Jacoby's thesis is that Intellectuals (I capitalize to denote a definition with scope local to the book) are socially-engaged intellectuals who stand outside institutions, culture, and class to critique society and call for change. Their natural habitat is the coffee shops of Paris, Berlin, Vienna, and New York City, where they lived lives of social activism fueled by coffee, cigarettes, sex, poetry, and perhaps resentment. The species has gone extinct, driven out of urban areas by crime, high rent, and (literally) automobiles, and having been co-opted by the academic establishment. Academia provides would-be Intellectuals with a paycheck and possibly tenure, in exchange for their disengaging from politics and instead making only harmless, jargon-laden theoretical arguments readable only by other specialists. Jacoby documents that the generation of leftists since 1960 have retreated into purely academic arguments and politics; for instance, from 1959-1969, "the three leading political science journals published but one article on Vietnam".

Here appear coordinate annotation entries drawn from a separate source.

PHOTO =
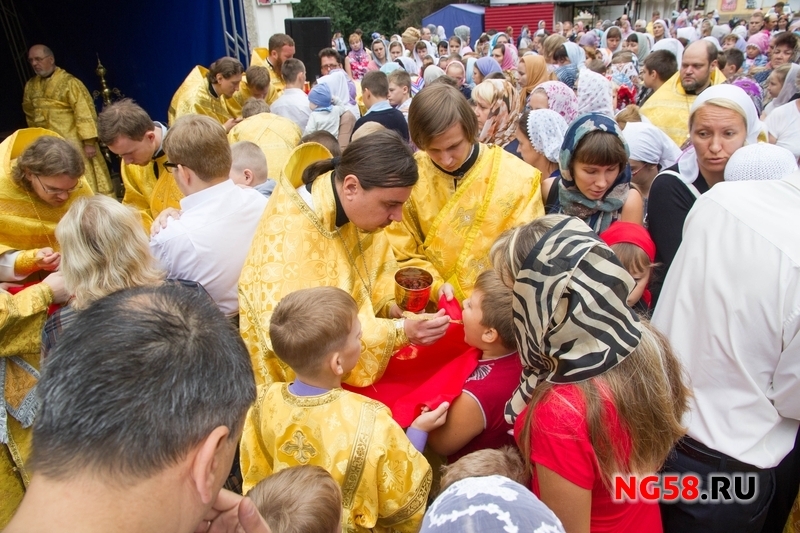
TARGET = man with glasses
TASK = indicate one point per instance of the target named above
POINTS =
(57, 101)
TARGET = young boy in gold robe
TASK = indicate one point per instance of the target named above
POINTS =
(384, 478)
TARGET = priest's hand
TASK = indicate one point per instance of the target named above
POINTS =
(161, 220)
(47, 259)
(423, 332)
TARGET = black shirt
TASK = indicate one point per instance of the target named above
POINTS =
(668, 205)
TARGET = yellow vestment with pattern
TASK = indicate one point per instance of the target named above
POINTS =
(276, 83)
(26, 222)
(61, 103)
(448, 231)
(668, 108)
(193, 97)
(276, 136)
(385, 481)
(148, 192)
(298, 247)
(22, 319)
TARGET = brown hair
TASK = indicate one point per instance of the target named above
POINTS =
(309, 324)
(257, 77)
(366, 159)
(496, 306)
(278, 41)
(299, 499)
(227, 66)
(125, 118)
(199, 142)
(505, 461)
(376, 83)
(436, 109)
(48, 156)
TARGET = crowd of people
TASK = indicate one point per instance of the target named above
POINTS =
(604, 215)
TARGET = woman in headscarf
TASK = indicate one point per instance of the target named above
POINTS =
(556, 96)
(531, 71)
(722, 119)
(595, 179)
(483, 67)
(594, 94)
(498, 109)
(601, 393)
(540, 134)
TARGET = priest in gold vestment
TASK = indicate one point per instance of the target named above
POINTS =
(130, 133)
(57, 101)
(205, 90)
(467, 195)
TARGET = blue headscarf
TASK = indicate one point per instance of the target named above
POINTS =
(600, 213)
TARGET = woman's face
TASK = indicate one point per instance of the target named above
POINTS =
(594, 181)
(716, 133)
(497, 54)
(379, 50)
(482, 108)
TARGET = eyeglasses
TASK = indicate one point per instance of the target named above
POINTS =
(50, 190)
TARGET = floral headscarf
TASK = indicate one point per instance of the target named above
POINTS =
(599, 214)
(501, 126)
(560, 99)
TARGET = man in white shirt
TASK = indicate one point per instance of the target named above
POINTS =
(730, 306)
(293, 103)
(210, 241)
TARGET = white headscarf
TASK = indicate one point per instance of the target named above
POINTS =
(649, 144)
(687, 164)
(546, 130)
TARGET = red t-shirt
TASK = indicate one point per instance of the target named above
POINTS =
(491, 384)
(560, 442)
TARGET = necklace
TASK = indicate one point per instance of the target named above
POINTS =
(367, 284)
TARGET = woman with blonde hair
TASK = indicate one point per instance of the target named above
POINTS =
(103, 251)
(602, 392)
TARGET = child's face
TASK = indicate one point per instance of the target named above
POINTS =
(397, 94)
(641, 279)
(472, 316)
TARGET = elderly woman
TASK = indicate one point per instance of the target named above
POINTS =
(540, 134)
(39, 179)
(601, 392)
(721, 120)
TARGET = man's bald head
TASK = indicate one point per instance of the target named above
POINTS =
(42, 60)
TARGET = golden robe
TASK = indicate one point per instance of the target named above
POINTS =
(276, 83)
(26, 222)
(448, 231)
(22, 319)
(61, 103)
(297, 247)
(193, 97)
(275, 135)
(668, 108)
(384, 480)
(149, 193)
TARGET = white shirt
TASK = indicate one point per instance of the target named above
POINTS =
(211, 240)
(730, 306)
(292, 104)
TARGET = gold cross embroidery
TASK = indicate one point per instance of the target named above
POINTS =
(299, 448)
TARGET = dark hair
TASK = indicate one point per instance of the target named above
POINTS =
(662, 62)
(734, 56)
(376, 83)
(292, 68)
(367, 159)
(123, 117)
(138, 379)
(227, 66)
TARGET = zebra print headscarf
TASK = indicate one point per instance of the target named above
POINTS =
(570, 313)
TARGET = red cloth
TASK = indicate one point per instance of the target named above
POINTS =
(560, 442)
(418, 376)
(14, 290)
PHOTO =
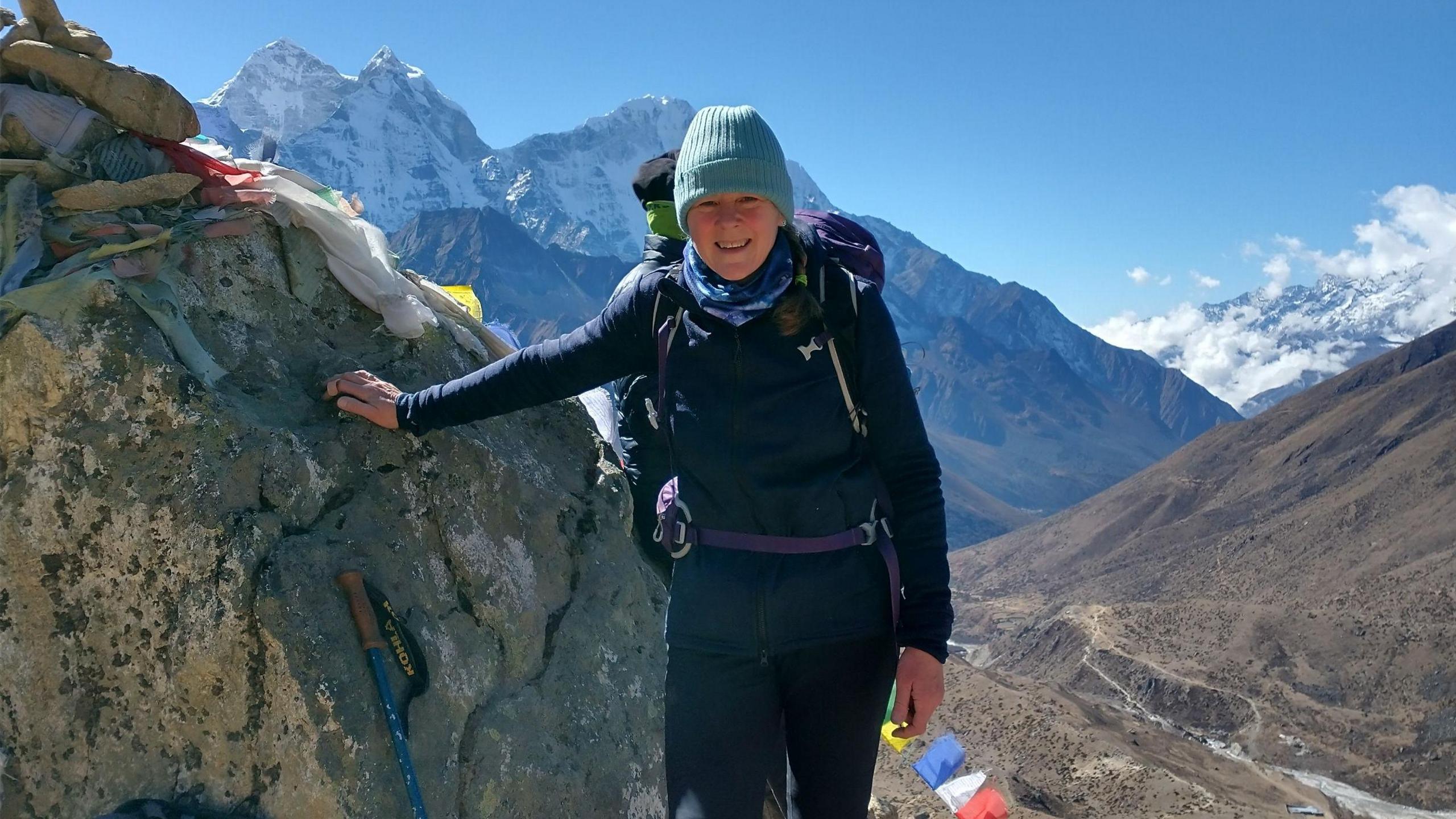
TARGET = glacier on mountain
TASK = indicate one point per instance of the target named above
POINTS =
(1398, 283)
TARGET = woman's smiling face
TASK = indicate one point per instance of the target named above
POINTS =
(734, 232)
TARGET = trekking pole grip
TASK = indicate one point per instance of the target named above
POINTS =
(353, 585)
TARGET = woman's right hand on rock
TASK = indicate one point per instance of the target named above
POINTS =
(365, 394)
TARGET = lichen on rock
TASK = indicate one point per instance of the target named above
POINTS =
(168, 617)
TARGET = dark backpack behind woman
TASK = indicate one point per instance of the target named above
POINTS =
(784, 599)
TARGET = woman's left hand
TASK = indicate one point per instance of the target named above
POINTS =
(919, 690)
(365, 394)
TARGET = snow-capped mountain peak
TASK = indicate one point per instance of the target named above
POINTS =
(282, 91)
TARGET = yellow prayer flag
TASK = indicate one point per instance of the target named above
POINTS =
(465, 295)
(887, 732)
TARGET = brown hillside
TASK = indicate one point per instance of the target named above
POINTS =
(1283, 584)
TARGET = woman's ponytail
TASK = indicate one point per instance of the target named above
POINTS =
(797, 308)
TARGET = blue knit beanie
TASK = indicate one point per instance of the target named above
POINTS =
(731, 149)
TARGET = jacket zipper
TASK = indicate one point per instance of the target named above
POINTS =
(760, 614)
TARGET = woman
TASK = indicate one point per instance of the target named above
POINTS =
(766, 630)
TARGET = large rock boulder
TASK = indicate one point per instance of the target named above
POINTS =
(131, 100)
(168, 615)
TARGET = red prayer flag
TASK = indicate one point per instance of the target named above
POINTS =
(987, 804)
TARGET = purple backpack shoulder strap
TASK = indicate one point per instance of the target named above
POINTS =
(848, 244)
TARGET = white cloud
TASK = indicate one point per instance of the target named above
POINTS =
(1401, 273)
(1277, 270)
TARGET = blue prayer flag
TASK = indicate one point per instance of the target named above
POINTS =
(941, 761)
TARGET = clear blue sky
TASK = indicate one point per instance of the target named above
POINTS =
(1053, 143)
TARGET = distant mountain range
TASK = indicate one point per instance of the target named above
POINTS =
(1028, 411)
(1283, 586)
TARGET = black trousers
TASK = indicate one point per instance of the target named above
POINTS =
(731, 717)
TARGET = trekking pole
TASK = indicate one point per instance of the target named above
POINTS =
(353, 585)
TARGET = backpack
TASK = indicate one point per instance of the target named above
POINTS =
(848, 244)
(851, 250)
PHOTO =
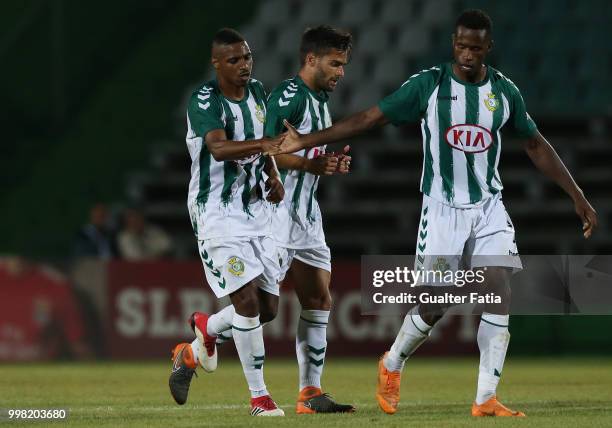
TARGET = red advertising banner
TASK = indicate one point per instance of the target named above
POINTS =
(149, 304)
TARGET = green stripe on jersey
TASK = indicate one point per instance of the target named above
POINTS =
(295, 199)
(427, 161)
(471, 118)
(229, 119)
(446, 152)
(249, 134)
(316, 179)
(258, 171)
(205, 159)
(498, 116)
(246, 191)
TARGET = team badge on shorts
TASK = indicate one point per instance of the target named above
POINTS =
(491, 103)
(235, 266)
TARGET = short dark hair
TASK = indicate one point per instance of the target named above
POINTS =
(227, 36)
(474, 19)
(322, 39)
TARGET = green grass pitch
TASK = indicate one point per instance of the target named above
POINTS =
(436, 392)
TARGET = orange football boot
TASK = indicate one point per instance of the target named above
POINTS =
(387, 390)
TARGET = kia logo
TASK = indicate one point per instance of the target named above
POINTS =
(469, 138)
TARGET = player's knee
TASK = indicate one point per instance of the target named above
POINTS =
(320, 301)
(267, 315)
(245, 301)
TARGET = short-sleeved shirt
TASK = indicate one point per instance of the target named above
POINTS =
(226, 198)
(297, 220)
(460, 123)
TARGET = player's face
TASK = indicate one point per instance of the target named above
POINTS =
(233, 63)
(470, 48)
(330, 69)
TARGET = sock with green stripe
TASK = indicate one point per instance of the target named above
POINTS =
(221, 322)
(413, 333)
(310, 346)
(493, 338)
(248, 337)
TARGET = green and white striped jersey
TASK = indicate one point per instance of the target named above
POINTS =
(297, 220)
(461, 124)
(226, 198)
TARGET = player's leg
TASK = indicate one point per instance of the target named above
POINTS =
(218, 326)
(310, 274)
(442, 234)
(496, 236)
(493, 339)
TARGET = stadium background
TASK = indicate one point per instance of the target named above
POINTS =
(93, 110)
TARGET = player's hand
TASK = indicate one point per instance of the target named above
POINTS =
(292, 139)
(344, 161)
(275, 189)
(272, 146)
(587, 214)
(325, 164)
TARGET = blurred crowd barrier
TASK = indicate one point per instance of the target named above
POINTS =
(138, 310)
(97, 309)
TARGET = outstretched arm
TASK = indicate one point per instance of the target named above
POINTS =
(223, 149)
(546, 159)
(353, 125)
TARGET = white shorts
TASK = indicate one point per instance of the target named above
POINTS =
(452, 238)
(319, 257)
(230, 263)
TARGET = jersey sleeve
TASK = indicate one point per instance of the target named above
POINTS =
(409, 102)
(205, 112)
(520, 120)
(284, 103)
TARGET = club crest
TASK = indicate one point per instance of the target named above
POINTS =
(491, 103)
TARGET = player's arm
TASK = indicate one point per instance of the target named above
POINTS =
(546, 159)
(223, 149)
(407, 104)
(351, 126)
(321, 165)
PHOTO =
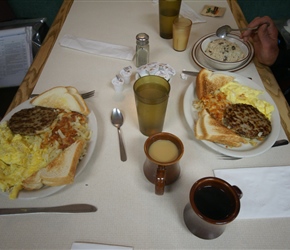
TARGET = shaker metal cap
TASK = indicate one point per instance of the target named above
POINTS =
(142, 38)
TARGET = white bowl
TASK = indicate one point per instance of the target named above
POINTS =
(220, 65)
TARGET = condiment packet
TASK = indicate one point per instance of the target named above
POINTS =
(213, 11)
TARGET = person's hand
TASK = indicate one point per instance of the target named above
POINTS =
(265, 39)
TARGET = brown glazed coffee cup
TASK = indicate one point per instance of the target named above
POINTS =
(213, 203)
(162, 173)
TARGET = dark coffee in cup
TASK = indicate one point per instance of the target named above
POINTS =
(214, 203)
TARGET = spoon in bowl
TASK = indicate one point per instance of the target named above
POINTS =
(117, 121)
(226, 29)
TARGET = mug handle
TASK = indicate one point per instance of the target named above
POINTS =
(160, 180)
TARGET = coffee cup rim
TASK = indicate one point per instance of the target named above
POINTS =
(165, 136)
(218, 182)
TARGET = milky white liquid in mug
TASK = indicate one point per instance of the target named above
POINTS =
(163, 151)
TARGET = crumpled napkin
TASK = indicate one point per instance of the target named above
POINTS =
(97, 48)
(266, 190)
(93, 246)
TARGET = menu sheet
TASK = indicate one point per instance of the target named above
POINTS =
(15, 55)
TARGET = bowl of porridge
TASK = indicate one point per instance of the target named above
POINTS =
(224, 53)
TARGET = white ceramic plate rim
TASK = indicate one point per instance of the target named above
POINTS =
(246, 150)
(46, 191)
(196, 54)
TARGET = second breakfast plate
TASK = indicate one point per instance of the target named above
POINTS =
(197, 57)
(45, 190)
(246, 150)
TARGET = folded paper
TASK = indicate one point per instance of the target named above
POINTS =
(266, 190)
(94, 246)
(97, 48)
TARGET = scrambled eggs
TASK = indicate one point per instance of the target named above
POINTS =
(20, 157)
(237, 93)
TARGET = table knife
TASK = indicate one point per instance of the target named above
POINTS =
(72, 208)
(191, 73)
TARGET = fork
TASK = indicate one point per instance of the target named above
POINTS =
(84, 95)
(276, 144)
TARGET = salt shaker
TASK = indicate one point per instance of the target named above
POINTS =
(142, 49)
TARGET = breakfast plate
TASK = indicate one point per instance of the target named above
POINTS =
(198, 58)
(45, 190)
(246, 150)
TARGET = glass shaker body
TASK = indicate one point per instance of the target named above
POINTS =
(142, 49)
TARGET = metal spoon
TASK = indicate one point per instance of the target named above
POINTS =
(117, 121)
(226, 29)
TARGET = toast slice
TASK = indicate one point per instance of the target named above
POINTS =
(60, 171)
(208, 82)
(62, 98)
(207, 128)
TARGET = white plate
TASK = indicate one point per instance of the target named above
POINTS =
(246, 150)
(197, 56)
(46, 191)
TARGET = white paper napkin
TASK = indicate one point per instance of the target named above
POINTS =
(93, 246)
(266, 190)
(187, 12)
(97, 48)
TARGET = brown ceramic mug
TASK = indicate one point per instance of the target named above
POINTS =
(162, 172)
(213, 203)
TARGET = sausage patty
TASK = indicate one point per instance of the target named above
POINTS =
(31, 121)
(247, 121)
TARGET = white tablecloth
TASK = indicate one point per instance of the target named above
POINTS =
(129, 213)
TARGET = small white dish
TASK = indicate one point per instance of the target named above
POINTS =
(200, 60)
(219, 64)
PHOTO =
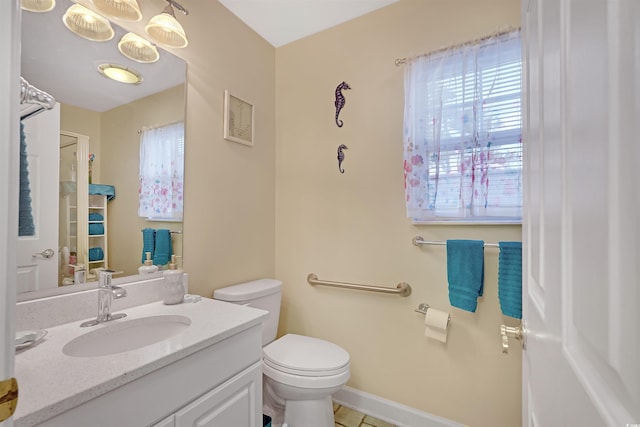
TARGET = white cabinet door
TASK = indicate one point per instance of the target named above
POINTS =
(581, 275)
(170, 421)
(236, 403)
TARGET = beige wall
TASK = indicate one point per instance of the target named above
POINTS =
(229, 222)
(352, 227)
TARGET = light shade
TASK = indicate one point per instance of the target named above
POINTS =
(127, 10)
(88, 24)
(138, 49)
(38, 5)
(166, 30)
(120, 73)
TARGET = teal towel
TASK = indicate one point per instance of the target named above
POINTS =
(148, 242)
(162, 251)
(103, 190)
(510, 278)
(465, 272)
(26, 224)
(96, 228)
(96, 254)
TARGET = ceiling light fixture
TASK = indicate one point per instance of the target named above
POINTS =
(87, 24)
(120, 73)
(138, 49)
(38, 5)
(126, 10)
(165, 29)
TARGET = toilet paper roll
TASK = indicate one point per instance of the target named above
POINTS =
(437, 324)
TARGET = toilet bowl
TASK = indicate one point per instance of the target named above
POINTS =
(300, 373)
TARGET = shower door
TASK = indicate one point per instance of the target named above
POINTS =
(37, 255)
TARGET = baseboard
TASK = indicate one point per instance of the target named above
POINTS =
(389, 411)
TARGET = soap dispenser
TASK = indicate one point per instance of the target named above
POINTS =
(174, 289)
(148, 266)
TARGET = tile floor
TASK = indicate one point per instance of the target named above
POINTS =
(347, 417)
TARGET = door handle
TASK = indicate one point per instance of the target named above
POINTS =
(46, 254)
(517, 332)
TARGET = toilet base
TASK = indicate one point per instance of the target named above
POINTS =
(294, 407)
(309, 413)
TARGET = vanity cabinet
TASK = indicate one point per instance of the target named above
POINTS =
(233, 403)
(217, 386)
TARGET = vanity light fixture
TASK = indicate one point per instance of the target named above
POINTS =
(120, 73)
(138, 49)
(165, 29)
(87, 24)
(38, 5)
(126, 10)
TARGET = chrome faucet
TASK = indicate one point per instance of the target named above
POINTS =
(106, 292)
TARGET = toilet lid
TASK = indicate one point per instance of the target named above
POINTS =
(303, 355)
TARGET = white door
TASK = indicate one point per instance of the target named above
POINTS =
(581, 271)
(38, 269)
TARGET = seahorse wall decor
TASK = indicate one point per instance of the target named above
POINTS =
(340, 101)
(341, 156)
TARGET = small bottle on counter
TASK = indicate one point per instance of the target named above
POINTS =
(147, 267)
(174, 289)
(79, 274)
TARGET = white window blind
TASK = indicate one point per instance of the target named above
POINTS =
(161, 180)
(462, 133)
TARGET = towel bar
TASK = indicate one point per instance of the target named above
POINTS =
(403, 289)
(418, 240)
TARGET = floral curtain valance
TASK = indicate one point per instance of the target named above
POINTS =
(462, 133)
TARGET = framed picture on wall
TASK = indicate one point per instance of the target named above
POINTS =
(238, 119)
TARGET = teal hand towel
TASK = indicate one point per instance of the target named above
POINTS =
(162, 251)
(465, 273)
(148, 242)
(96, 254)
(96, 228)
(510, 278)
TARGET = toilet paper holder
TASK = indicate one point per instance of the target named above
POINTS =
(423, 307)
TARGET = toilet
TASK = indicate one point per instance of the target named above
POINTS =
(300, 373)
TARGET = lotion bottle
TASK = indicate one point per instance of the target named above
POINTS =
(148, 266)
(173, 287)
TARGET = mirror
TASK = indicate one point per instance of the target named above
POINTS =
(111, 115)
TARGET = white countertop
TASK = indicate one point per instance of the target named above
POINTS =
(51, 382)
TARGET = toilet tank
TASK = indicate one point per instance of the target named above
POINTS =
(264, 294)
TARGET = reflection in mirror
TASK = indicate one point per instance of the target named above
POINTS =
(109, 116)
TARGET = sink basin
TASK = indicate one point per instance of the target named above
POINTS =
(126, 335)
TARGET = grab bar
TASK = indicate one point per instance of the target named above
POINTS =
(403, 289)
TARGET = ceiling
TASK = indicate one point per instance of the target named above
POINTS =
(65, 65)
(284, 21)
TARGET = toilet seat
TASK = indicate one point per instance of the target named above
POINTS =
(305, 362)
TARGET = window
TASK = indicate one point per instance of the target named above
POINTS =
(162, 172)
(462, 133)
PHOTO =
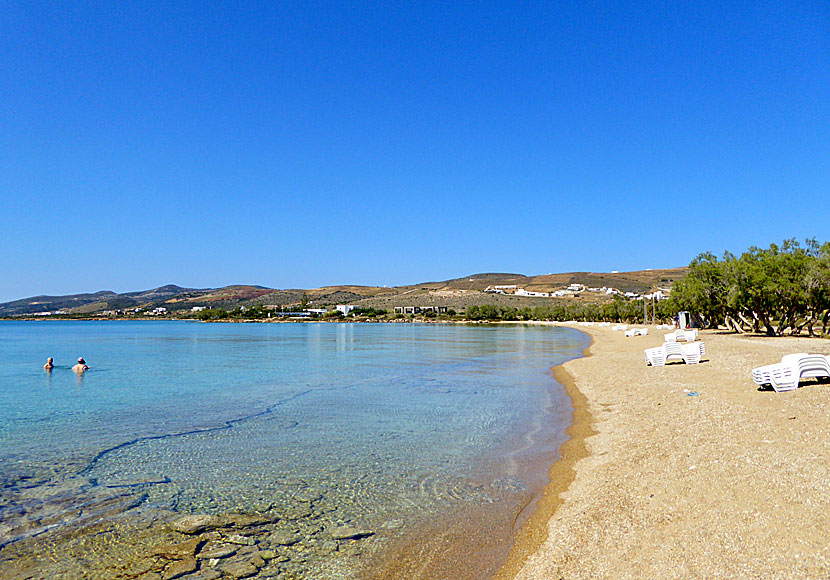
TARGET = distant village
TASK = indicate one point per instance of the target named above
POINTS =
(575, 289)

The stupidity arises when he goes into detail about good guys versus bad guys. He blames all of the following for the decline of intellectualism:

  • the inherent conservatism of privately-funded colleges
  • high rent
  • crime
  • the automobile
  • suburbs
  • publish-or-perish
  • modernism and post-modernism
  • academic elitism (judging people's work by their institutional affiliations)
  • leftist ideals going mainstream
  • specialization (especially jargon and self-imposed isolation)
  • technology transfer ("capitalism")
  • grants ("academic capitalism")
  • quantitative science

Every person and every idea at play must be either for him or against him. He can never quite acknowledge the existence of conservative intellectuals, though he admits there are smart conservatives who have learned and activist journals; his vocabulary does not admit terms that don't have a single position on the conservative-leftist axis. "Intellectual" is a synonym for "leftist", which is a synonym for "Marxist". Everything that is not Marxist is another insidious force suppressing intellectuals.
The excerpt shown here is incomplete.